Given this risk, we thought we'd take a look at whether Zentalis Pharmaceuticals (NASDAQ:ZNTL) shareholders should be worried about its cash burn. In this report, we will consider the company's annual negative free cash flow, henceforth referring to it as the 'cash burn'. We'll start by comparing its cash burn with its cash reserves in order to calculate its cash runway.

View our latest analysis for Zentalis Pharmaceuticals

Does Zentalis Pharmaceuticals Have A Long Cash Runway?

A company's cash runway is the amount of time it would take to burn through its cash reserves at its current cash burn rate. As at September 2020, Zentalis Pharmaceuticals had cash of US$367m and no debt. Importantly, its cash burn was US$73m over the trailing twelve months. Therefore, from September 2020 it had 5.0 years of cash runway. While this is only one measure of its cash burn situation, it certainly gives us the impression that holders have nothing to worry about. Depicted below, you can see how its cash holdings have changed over time.

debt-equity-history-analysis
NasdaqGM:ZNTL Debt to Equity History January 20th 2021

How Is Zentalis Pharmaceuticals' Cash Burn Changing Over Time?

Because Zentalis Pharmaceuticals isn't currently generating revenue, we consider it an early-stage business. Nonetheless, we can still examine its cash burn trajectory as part of our assessment of its cash burn situation. The skyrocketing cash burn up 104% year on year certainly tests our nerves. With spending growing that quickly, shareholders will be hoping that the money is prudently spent. While the past is always worth studying, it is the future that matters most of all. So you might want to take a peek at how much the company is expected to grow in the next few years.

How Hard Would It Be For Zentalis Pharmaceuticals To Raise More Cash For Growth?

While Zentalis Pharmaceuticals does have a solid cash runway, its cash burn trajectory may have some shareholders thinking ahead to when the company may need to raise more cash. Companies can raise capital through either debt or equity. Commonly, a business will sell new shares in itself to raise cash and drive growth.

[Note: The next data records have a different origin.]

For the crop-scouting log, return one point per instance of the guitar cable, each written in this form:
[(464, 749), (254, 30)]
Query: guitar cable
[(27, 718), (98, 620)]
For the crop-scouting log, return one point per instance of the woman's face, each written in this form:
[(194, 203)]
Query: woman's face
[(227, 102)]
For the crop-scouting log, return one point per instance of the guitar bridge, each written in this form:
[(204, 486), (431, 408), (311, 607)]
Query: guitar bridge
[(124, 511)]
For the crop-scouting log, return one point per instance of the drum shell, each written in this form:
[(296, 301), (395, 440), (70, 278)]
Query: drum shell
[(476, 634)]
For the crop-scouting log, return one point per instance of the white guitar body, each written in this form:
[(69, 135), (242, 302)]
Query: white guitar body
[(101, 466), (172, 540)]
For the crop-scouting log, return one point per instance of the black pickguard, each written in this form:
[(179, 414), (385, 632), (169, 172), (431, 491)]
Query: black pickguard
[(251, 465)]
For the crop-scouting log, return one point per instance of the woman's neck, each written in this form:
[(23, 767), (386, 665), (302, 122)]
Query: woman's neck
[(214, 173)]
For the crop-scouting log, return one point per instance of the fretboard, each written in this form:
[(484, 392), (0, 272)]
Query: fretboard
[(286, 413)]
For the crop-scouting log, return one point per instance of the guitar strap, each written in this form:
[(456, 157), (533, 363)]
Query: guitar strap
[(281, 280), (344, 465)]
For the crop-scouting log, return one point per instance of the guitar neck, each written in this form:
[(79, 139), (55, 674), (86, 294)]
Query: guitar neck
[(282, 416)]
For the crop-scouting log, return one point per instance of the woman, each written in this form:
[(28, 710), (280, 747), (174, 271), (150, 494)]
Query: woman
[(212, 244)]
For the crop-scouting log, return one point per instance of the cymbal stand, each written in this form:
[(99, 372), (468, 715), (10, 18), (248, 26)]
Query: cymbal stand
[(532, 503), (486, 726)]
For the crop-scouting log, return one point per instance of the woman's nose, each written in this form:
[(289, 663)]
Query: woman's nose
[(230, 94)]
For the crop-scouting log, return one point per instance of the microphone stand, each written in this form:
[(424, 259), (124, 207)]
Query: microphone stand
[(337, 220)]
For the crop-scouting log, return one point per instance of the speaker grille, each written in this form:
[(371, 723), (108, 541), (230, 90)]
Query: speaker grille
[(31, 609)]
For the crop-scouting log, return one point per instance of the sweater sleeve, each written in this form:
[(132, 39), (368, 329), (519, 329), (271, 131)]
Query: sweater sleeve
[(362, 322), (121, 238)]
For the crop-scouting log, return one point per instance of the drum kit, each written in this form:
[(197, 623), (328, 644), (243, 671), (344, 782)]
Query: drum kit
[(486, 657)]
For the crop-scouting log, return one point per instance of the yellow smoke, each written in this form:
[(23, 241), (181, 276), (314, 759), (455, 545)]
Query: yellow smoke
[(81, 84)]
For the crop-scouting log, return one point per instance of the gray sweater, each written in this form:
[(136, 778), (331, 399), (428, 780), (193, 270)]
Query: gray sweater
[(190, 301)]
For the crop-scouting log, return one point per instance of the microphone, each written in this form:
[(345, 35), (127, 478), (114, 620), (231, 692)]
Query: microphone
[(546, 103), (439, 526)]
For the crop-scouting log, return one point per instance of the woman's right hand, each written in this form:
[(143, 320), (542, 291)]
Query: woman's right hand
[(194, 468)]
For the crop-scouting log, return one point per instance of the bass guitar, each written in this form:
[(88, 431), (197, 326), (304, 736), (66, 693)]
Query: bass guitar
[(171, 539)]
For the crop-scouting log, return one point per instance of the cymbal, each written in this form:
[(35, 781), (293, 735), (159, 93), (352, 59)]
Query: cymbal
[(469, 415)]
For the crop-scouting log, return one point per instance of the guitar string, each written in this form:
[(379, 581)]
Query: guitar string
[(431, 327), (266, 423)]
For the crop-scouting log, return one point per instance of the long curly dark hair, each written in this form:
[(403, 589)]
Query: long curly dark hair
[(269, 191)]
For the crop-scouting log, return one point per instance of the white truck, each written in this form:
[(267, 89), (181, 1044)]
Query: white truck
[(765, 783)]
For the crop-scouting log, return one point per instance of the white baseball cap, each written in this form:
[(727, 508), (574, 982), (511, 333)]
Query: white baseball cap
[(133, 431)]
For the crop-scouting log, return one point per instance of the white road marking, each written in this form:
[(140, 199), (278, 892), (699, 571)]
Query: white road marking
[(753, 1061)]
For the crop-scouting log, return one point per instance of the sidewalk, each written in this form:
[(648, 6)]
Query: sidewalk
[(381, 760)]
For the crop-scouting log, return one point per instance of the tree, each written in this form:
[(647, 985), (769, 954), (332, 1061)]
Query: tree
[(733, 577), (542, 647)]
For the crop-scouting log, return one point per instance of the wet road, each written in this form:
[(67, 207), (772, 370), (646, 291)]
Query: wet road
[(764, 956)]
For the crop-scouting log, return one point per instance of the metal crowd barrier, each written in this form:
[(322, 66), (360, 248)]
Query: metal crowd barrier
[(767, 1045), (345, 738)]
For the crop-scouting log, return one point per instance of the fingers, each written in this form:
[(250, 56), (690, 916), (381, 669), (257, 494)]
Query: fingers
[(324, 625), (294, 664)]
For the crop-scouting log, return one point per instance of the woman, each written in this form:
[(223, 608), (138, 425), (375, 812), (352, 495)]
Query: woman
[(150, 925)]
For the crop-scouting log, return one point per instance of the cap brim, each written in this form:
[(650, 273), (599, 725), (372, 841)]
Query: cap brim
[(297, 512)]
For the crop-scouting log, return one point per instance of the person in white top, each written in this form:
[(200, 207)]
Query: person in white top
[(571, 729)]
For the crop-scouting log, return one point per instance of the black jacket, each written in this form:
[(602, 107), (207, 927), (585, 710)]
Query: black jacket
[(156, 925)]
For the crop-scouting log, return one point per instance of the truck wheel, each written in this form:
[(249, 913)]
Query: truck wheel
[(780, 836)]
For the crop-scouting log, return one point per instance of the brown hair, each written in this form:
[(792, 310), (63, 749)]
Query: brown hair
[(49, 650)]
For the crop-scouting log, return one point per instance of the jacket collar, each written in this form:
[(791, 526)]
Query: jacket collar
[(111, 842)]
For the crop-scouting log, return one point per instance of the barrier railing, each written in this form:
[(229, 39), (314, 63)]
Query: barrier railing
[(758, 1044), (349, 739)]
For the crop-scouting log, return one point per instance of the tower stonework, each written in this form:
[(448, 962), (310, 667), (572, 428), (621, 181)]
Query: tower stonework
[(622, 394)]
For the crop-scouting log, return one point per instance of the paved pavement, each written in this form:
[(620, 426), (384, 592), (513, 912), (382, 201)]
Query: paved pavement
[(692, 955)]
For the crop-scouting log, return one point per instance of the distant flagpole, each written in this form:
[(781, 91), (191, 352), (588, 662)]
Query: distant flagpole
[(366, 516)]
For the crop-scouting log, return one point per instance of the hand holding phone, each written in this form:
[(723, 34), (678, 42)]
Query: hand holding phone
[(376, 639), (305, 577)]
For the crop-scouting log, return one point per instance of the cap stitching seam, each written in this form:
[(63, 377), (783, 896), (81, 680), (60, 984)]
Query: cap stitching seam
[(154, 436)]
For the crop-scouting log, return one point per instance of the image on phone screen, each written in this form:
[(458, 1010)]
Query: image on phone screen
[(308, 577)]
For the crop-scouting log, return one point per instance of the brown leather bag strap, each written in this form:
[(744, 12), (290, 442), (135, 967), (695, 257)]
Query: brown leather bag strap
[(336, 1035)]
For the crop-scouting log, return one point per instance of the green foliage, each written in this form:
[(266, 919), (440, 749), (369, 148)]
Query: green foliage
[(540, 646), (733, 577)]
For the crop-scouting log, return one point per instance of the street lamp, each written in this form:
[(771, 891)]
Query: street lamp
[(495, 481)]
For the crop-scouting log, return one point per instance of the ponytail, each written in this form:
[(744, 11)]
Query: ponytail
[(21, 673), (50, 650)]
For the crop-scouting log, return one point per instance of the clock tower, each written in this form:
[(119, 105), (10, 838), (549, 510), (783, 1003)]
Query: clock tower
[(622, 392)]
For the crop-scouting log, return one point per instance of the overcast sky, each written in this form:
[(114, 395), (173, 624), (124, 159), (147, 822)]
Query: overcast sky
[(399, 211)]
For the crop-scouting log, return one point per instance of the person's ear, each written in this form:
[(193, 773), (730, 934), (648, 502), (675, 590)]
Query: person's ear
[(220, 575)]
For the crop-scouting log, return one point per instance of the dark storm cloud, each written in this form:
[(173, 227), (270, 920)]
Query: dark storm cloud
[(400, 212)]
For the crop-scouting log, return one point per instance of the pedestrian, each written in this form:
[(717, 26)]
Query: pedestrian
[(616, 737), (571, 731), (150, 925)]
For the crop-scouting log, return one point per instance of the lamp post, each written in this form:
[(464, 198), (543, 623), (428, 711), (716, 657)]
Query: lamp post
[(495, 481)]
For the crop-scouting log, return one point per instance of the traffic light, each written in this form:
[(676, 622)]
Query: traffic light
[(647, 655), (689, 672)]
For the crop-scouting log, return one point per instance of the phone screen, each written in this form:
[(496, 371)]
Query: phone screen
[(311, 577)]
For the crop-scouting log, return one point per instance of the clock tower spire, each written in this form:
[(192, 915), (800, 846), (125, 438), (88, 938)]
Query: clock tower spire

By comparing a company's annual cash burn to its total market capitalisation, we can estimate roughly how many shares it would have to issue in order to run the company for another year (at the same burn rate).

Zentalis Pharmaceuticals' cash burn of US$73m is about 3.6% of its US$2.0b market capitalisation. That's a low proportion, so we figure the company would be able to raise more cash to fund growth, with a little dilution, or even to simply borrow some money.

Is Zentalis Pharmaceuticals' Cash Burn A Worry?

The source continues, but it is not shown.